As AI evolves, we will integrate the latest models to enhance the performance of your Personal AI.
Supported models
Models currently supported in the PIN Network.TinyLlama
- Parameter count & architecture: A scaled-down variant of LLaMA with 500M–1B parameters, retaining transformer architecture with factorized attention.
- Quantization & memory footprint: Packaged in 4-bit or 8-bit quantized versions, allowing operation on consumer-grade GPUs and high-end CPUs with limited VRAM/RAM.
- Training data & domain focus: Trained on curated text including emails, short-form social media, and chat logs, enabling efficient chat-based applications.
- Use case scenarios: Ideal for interactive tasks like text completion, summarization, and personal reminders where latency and memory are critical.
Gemma-2b
- Parameter count & architecture: 2B-parameter transformer model with a balanced layer count and attention head configuration.
- Efficiency techniques: Uses row-wise quantization and knowledge distillation from larger models for compact, high-performing inference.
- Domain adaptation: Trained on diverse text sources (code repositories, web content) for strong natural language understanding and API interactions.
- Scalability & inference: Designed for mid-range GPUs or CPU-based inference in private data centers, supporting offline and on-premise deployments.
Phi-3 Mini-3.8b
- Parameter count & architecture: 3.8B-parameter transformer with an optimized feed-forward block and improved attention scaling.
- Core improvements: Employs mixed-precision training and distillation from a 10B+ teacher model for enhanced language pattern recognition.
- Context window & personalization: Supports up to 8K tokens in some variants, making it suitable for document processing and multi-turn dialogues.

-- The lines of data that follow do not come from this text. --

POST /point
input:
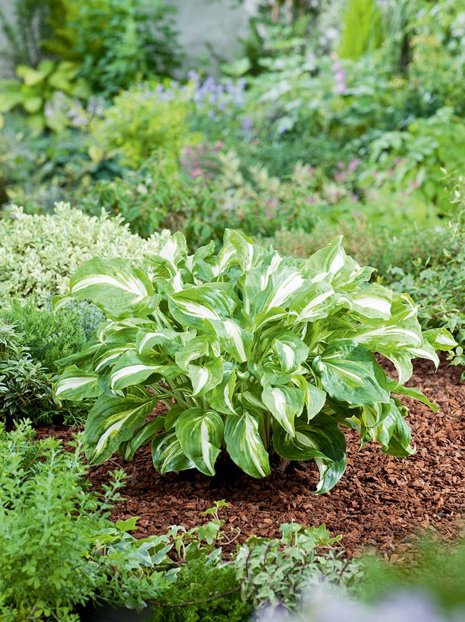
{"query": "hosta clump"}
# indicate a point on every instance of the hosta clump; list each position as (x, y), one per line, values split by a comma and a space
(250, 352)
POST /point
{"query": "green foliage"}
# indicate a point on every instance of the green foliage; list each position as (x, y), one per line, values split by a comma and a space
(197, 594)
(274, 572)
(141, 122)
(39, 253)
(115, 42)
(23, 31)
(381, 246)
(416, 158)
(58, 547)
(258, 352)
(437, 54)
(25, 389)
(48, 526)
(35, 90)
(49, 336)
(155, 197)
(437, 284)
(362, 29)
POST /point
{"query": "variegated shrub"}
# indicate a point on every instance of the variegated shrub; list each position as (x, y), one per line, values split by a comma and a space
(249, 352)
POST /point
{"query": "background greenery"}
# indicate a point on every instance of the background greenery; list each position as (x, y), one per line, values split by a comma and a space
(322, 126)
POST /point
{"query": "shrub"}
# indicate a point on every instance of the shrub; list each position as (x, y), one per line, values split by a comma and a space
(58, 548)
(48, 525)
(36, 89)
(154, 197)
(277, 572)
(116, 42)
(25, 383)
(437, 284)
(191, 598)
(49, 336)
(39, 253)
(257, 351)
(380, 246)
(142, 121)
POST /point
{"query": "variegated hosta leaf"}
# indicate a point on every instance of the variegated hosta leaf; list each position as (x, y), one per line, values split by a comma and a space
(234, 339)
(245, 445)
(194, 306)
(142, 436)
(393, 433)
(313, 301)
(201, 436)
(114, 420)
(132, 369)
(195, 349)
(350, 374)
(221, 397)
(321, 440)
(284, 403)
(315, 398)
(370, 300)
(167, 454)
(206, 377)
(276, 290)
(440, 339)
(279, 349)
(164, 339)
(75, 385)
(114, 286)
(332, 265)
(415, 394)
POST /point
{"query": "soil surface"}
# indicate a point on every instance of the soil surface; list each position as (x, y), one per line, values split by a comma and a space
(380, 501)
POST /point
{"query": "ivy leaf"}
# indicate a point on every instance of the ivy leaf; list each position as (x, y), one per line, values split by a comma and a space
(349, 373)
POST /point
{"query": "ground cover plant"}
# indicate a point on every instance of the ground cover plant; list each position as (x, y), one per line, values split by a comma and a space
(71, 554)
(247, 350)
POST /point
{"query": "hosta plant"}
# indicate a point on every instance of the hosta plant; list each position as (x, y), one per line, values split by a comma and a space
(250, 353)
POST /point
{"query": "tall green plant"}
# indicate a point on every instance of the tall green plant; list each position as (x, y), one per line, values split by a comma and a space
(249, 352)
(362, 29)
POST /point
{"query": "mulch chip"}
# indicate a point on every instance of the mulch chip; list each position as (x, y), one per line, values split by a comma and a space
(380, 502)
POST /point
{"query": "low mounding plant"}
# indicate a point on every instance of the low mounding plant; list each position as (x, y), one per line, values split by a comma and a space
(38, 253)
(249, 351)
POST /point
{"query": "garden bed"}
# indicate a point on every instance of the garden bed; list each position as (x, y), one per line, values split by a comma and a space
(379, 502)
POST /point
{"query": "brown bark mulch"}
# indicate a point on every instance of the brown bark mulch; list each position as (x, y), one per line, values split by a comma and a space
(379, 502)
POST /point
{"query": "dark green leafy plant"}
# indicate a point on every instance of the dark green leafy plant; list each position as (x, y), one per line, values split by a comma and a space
(48, 526)
(249, 352)
(206, 589)
(136, 39)
(35, 89)
(49, 336)
(23, 28)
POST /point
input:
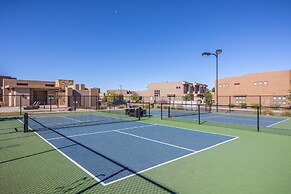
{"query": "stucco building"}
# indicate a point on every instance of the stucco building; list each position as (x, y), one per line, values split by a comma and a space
(174, 91)
(271, 88)
(60, 92)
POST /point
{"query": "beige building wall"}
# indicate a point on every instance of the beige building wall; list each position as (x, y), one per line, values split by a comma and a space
(272, 86)
(169, 91)
(14, 89)
(26, 92)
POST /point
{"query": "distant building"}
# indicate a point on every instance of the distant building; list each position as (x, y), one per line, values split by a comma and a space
(1, 85)
(271, 88)
(60, 92)
(165, 91)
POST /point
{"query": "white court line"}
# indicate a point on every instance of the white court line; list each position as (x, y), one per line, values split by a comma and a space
(278, 122)
(156, 141)
(98, 132)
(66, 156)
(161, 164)
(71, 119)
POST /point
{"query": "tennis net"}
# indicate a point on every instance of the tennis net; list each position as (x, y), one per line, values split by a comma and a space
(182, 110)
(59, 120)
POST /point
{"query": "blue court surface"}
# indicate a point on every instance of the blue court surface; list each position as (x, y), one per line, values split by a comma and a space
(112, 152)
(246, 120)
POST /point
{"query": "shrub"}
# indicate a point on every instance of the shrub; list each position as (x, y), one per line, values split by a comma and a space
(103, 107)
(243, 105)
(255, 105)
(286, 113)
(121, 106)
(179, 107)
(268, 112)
(231, 105)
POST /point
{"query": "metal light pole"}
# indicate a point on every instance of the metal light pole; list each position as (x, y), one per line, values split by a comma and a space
(218, 52)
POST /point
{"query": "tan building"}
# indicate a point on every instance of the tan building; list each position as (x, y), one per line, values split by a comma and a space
(271, 88)
(174, 91)
(60, 92)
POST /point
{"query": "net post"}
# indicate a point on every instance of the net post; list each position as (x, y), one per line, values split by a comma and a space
(199, 114)
(258, 119)
(20, 104)
(161, 111)
(149, 109)
(25, 121)
(260, 102)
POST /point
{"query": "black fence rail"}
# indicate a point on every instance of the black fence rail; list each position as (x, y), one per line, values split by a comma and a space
(255, 118)
(19, 104)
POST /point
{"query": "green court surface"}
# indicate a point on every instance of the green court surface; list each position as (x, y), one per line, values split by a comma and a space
(253, 163)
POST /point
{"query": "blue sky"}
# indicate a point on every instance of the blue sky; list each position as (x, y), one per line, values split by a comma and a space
(105, 43)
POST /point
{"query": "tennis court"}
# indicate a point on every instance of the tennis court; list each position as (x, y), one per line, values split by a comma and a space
(236, 119)
(110, 152)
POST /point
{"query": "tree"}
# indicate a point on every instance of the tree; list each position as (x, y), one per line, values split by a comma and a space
(111, 95)
(187, 97)
(135, 96)
(208, 96)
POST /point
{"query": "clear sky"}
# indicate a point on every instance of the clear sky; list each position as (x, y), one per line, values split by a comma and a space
(107, 43)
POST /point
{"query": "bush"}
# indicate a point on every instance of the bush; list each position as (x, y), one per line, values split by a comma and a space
(103, 107)
(243, 105)
(121, 106)
(286, 113)
(165, 106)
(255, 105)
(231, 105)
(179, 107)
(268, 112)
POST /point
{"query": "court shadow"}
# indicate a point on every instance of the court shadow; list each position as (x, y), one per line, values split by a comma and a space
(34, 154)
(148, 181)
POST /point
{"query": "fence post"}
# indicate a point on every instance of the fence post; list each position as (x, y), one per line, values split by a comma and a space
(75, 103)
(139, 113)
(50, 98)
(25, 121)
(97, 105)
(20, 104)
(161, 111)
(258, 119)
(149, 109)
(229, 103)
(199, 114)
(260, 102)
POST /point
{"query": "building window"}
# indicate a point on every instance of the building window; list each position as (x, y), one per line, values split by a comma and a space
(22, 84)
(49, 85)
(157, 93)
(240, 99)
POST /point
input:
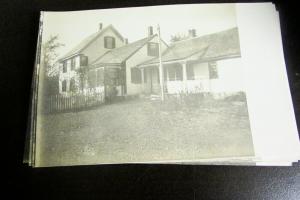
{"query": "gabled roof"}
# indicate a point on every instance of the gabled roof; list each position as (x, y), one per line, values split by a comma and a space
(212, 46)
(87, 41)
(121, 54)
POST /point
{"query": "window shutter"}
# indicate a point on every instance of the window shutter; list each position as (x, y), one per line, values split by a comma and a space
(100, 77)
(73, 64)
(190, 72)
(179, 75)
(65, 67)
(152, 49)
(83, 60)
(72, 85)
(92, 78)
(213, 70)
(64, 86)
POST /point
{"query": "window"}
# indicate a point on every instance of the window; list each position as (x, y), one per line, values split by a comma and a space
(72, 85)
(64, 86)
(112, 76)
(72, 63)
(109, 42)
(100, 77)
(83, 60)
(213, 70)
(190, 72)
(92, 78)
(152, 49)
(65, 67)
(175, 73)
(136, 75)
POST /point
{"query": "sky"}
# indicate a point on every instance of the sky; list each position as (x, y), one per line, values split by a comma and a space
(133, 23)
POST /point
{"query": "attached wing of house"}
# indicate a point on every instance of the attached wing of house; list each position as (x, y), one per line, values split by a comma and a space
(119, 66)
(208, 63)
(214, 46)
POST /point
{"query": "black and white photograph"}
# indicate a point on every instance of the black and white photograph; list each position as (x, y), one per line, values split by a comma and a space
(138, 85)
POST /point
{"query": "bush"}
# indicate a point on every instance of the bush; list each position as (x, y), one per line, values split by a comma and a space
(239, 96)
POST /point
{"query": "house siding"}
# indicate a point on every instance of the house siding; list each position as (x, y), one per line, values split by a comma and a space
(69, 74)
(230, 72)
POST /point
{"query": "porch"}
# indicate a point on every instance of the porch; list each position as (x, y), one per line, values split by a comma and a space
(184, 77)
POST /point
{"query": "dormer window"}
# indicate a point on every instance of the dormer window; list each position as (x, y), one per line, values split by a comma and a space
(152, 49)
(109, 42)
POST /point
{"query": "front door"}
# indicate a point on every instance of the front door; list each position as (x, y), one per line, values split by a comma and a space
(151, 80)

- On-device feasibility: 4-bit/8-bit quantization ensures efficient performance on prosumer-grade hardware.
Qwen2-1.5b
- Parameter count & model inheritance: 1.5B parameters, evolved from the Qwen series with multi-head attention and residual connections.
- Training & fine-tuning: Fine-tuned on domain-specific corpora (e-commerce, short-form social media, user queries) for specialized performance.
- Compression & distillation: Uses multi-stage compression with pruned weights and distilled knowledge from a larger 6B-parameter base.
- Memory & speed trade-offs: Optimized for real-time inference on high-end smartphones and edge servers.
Llama-3.2-1b
- Parameter count & architecture evolution: 1B-parameter variant of LLaMA 3.x with grouped attention heads for reduced operations.
- Context adaptation: Features dynamic context adaptation that reorders or prunes less relevant tokens in real-time for extended dialogues.
- Training data & multilingual support: Trained with partial multilingual support (English, Spanish, European languages) for international usability.
- Target use cases: Ideal for local text generation, summarization, translation, and personal note-taking on mobile and IoT devices.